Cefuroxime (Zinacef, Ceftin)
Cefuroxime is a second-generation cephalosporin that arrests bacterial cell-wall synthesis, inhibiting bacterial growth.
Ceftriaxone (Rocephin)
Ceftriaxone, a third-generation cephalosporin, arrests bacterial growth by binding to 1 or more penicillin-binding proteins.
Clindamycin (Cleocin)
This agent is a semisynthetic antibiotic produced by 7(S)-chloro-substitution of the 7(R)-hydroxyl group of the parent compound, lincomycin. Clindamycin inhibits bacterial growth, possibly by blocking the dissociation of peptidyl transfer ribonucleic acid (tRNA) from ribosomes, causing RNA-dependent protein synthesis to arrest. Clindamycin widely distributes in the body without penetration of the central nervous system (CNS). The drug is protein bound and excreted by the liver and kidneys.
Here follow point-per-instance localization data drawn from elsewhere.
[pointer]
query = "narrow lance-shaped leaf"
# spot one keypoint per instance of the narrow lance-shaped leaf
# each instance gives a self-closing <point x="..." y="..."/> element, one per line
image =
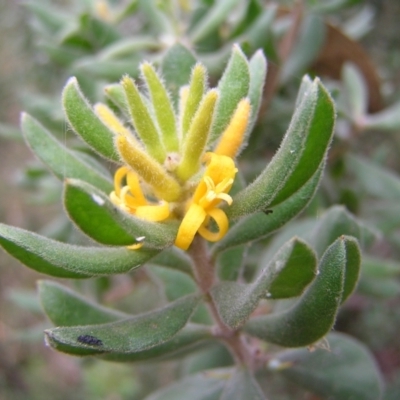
<point x="232" y="87"/>
<point x="131" y="335"/>
<point x="338" y="221"/>
<point x="63" y="162"/>
<point x="142" y="120"/>
<point x="185" y="341"/>
<point x="314" y="314"/>
<point x="163" y="108"/>
<point x="176" y="67"/>
<point x="195" y="93"/>
<point x="68" y="261"/>
<point x="93" y="212"/>
<point x="258" y="74"/>
<point x="262" y="224"/>
<point x="65" y="307"/>
<point x="347" y="370"/>
<point x="300" y="155"/>
<point x="288" y="273"/>
<point x="85" y="122"/>
<point x="196" y="138"/>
Clindamycin is used to treat serious skin and soft-tissue staphylococcal infections. It is also effective against aerobic and anaerobic streptococci but not against enterococci.
Nafcillin
Nafcillin binds to 1 or more penicillin-binding proteins, inhibiting synthesis of bacterial cell walls. Because of thrombophlebitis, administer this agent parenterally for only 1-2 days; change to oral antibiotic therapy as clinically indicated.
Trimethoprim and sulfamethoxazole (TMP/SMZ, Bactrim, Bactrim DS, Septra DS)
TMP/SMZ inhibits bacterial growth by inhibiting synthesis of dihydrofolic acid. Its antibacterial activity includes common urinary-tract pathogens, except Pseudomonas aeruginosa.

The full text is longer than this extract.